Multiple articles, commentaries, and analyses (including here at The Diplomat) have, for years, treated as fact the data point that $5.3 trillion in trade transits the South China Sea every year. The origin of that number, however, has long been a mystery.
It first appeared in remarks delivered in late-2010 by then-U.S. Pacific Command chief Admiral Robert F. Willard. Since Willard’s use of the figure, it gradually seeped into common use, becoming an important piece of conventional wisdom on the South China Sea, helping outline the region’s geopolitical and economic salience.
Now, for the first time, a team of researchers at the Center for Strategic and International Studies’ China Power project have dug into the question of just how much trade a year passes through the waterways of the South China Sea. With a new dataset, the researchers conclude that in 2016 the figure comes in at approximately $3.37 trillion.
For all intents and purposes, that number is large enough to make the basic point that a lot of regional trade passes through the South China Sea, but it does fall substantially short of the $5.3 trillion figure that is so commonly used. In 2010, when the figure first appears to have emerged out of U.S. Pacific Command, the CSIS researchers find that total trade volumes through the South China Sea stood in the range of $2.8 trillion, a little more than half the earlier estimate.

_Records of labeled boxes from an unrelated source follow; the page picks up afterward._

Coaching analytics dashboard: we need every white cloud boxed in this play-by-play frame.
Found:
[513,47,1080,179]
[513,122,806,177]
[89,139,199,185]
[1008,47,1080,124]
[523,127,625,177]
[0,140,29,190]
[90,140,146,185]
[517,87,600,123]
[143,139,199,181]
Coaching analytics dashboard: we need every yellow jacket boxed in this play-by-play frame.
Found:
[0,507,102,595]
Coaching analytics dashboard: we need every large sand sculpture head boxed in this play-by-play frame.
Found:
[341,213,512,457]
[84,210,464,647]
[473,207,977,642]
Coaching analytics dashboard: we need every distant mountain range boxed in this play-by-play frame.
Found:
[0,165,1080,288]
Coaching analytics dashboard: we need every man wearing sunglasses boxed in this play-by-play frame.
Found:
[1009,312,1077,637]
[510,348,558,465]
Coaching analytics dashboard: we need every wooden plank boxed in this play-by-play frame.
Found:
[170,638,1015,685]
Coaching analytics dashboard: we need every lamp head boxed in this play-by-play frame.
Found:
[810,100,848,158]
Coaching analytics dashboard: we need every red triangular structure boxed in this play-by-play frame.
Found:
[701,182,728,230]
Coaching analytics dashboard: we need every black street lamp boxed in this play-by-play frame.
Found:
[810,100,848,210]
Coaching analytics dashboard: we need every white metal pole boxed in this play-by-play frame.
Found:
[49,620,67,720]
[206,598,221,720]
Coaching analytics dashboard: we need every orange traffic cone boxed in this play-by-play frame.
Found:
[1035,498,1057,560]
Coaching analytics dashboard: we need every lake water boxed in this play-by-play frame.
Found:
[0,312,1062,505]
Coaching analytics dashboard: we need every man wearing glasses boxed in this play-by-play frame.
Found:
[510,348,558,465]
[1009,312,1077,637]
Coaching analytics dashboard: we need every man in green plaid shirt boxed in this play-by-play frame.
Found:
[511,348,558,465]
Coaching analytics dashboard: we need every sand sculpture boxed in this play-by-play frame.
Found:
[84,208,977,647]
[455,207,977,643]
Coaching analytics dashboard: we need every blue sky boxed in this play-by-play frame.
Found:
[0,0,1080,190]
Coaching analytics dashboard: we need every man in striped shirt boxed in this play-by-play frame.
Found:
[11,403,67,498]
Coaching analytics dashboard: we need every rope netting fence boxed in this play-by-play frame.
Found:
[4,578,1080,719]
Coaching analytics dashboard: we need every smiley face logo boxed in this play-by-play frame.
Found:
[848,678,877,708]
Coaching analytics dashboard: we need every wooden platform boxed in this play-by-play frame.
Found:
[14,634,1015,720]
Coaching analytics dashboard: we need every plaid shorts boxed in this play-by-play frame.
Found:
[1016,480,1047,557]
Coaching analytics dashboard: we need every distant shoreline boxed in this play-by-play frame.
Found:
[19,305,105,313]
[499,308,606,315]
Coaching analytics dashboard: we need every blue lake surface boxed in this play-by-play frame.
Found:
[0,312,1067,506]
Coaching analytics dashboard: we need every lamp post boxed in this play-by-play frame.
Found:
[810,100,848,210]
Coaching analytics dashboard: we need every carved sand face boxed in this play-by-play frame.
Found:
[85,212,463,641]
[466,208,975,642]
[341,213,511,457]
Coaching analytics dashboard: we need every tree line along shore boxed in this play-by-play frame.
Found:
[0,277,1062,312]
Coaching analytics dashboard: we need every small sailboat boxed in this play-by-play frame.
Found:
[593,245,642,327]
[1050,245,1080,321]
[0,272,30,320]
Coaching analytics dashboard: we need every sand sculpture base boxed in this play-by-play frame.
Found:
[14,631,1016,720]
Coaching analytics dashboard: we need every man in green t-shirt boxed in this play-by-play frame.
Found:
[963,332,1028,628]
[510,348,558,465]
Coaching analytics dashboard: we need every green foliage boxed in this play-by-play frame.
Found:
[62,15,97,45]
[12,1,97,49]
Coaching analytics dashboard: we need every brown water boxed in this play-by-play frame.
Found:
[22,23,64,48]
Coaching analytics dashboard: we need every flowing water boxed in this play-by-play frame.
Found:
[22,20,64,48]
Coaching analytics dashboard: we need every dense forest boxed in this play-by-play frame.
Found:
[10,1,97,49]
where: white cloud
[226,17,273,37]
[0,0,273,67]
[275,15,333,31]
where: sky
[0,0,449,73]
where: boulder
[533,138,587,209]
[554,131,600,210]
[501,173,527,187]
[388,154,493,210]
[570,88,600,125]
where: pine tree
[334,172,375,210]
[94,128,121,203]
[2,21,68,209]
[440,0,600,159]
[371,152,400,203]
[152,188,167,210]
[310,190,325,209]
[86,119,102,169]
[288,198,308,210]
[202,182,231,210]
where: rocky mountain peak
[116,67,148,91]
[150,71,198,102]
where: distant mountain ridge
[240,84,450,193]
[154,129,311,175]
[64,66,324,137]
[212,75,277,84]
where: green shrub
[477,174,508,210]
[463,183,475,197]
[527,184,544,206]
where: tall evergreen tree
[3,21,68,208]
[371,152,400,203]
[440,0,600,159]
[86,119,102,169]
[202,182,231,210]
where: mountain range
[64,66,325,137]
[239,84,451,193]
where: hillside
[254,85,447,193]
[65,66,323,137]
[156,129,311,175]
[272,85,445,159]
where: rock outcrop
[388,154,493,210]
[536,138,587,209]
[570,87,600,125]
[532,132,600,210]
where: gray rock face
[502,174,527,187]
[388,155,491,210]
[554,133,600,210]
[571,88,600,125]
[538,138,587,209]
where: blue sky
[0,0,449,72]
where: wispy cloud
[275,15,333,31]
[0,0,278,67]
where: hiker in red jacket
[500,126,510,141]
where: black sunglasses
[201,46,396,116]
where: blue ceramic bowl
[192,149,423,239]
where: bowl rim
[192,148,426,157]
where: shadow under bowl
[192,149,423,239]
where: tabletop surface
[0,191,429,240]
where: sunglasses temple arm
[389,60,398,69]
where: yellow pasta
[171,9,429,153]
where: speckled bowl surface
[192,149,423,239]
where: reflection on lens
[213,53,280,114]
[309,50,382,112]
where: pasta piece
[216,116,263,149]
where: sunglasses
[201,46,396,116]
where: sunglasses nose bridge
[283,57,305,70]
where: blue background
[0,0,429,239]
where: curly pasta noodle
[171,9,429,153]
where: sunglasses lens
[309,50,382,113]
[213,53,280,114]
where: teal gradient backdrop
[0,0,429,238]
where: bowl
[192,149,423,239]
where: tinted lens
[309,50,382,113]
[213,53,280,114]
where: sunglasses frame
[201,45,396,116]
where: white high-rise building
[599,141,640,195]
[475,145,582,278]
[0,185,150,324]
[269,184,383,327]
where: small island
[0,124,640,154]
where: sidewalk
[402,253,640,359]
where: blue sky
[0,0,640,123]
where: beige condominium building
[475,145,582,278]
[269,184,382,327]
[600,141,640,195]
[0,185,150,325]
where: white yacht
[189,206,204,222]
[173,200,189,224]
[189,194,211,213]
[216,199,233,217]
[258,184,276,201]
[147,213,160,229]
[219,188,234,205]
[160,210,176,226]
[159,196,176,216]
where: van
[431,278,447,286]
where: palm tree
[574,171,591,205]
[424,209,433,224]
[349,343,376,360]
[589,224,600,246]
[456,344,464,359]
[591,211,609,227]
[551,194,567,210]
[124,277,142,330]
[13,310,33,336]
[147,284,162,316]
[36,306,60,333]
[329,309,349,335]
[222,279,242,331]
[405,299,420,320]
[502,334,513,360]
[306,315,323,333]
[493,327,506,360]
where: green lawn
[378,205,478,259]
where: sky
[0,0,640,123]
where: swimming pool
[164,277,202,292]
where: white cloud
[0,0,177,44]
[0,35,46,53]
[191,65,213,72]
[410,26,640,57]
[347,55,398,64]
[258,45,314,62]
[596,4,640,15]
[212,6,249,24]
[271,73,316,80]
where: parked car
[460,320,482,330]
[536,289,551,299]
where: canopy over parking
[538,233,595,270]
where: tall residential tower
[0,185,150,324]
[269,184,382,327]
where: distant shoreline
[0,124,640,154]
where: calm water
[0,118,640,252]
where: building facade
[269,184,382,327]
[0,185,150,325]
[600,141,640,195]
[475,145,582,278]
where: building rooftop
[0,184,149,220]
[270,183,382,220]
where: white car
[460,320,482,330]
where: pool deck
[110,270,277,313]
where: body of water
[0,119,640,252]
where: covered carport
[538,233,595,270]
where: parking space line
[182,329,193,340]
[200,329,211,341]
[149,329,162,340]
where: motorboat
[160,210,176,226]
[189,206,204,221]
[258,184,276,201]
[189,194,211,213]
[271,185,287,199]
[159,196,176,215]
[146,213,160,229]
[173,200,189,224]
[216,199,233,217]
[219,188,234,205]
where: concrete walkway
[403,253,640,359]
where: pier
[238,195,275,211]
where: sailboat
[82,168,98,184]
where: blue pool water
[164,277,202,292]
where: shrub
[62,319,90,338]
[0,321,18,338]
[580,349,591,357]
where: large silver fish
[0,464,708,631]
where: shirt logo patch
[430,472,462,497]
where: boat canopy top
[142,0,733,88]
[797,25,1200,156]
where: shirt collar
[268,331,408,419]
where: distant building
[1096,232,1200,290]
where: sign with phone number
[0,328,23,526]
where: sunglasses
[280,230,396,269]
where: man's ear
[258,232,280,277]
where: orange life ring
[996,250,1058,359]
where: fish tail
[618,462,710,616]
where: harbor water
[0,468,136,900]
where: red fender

“The frequent citing of the $5.3 trillion figure in various publications implies an overwhelming concern among the media, scholars, and governments that a disruption of South China Sea trade would precipitate a global economic crisis,” the CSIS report notes.
The new trade estimates offer an enlightening picture of the stakes in the South China Sea for various regional states, including claimants. In 2016, only five countries relied on the South China Sea for more than 50 percent of their total trade.
These include, in descending order, Vietnam (86 percent), Indonesia (85 percent), Thailand (74 percent), Singapore (66 percent), and Malaysia (58 percent). Of these states, only Vietnam and Malaysia are claimants in the South China Sea, while Indonesia maintains an exclusive economic zone dispute with China.
China, meanwhile, despite grabbing headlines for its island-building activities in the South China Sea and broader assertion of jurisdiction in disputed areas through its coast guard, relies on the South China Sea for 39 percent of all its trade.
The CSIS study does demonstrate that the core assertion behind the $5.3 trillion figure remains correct, even if the data point itself was not: the South China Sea is indeed an important nexus for regional and global economic activity. In 2016, 21 percent of all global trade transited the South China Sea, for example.
As a result, any future conflict in the South China Sea, either between regional claimant states or a broader war drawing in the United States, will likely have significant disruptive effects on global commerce.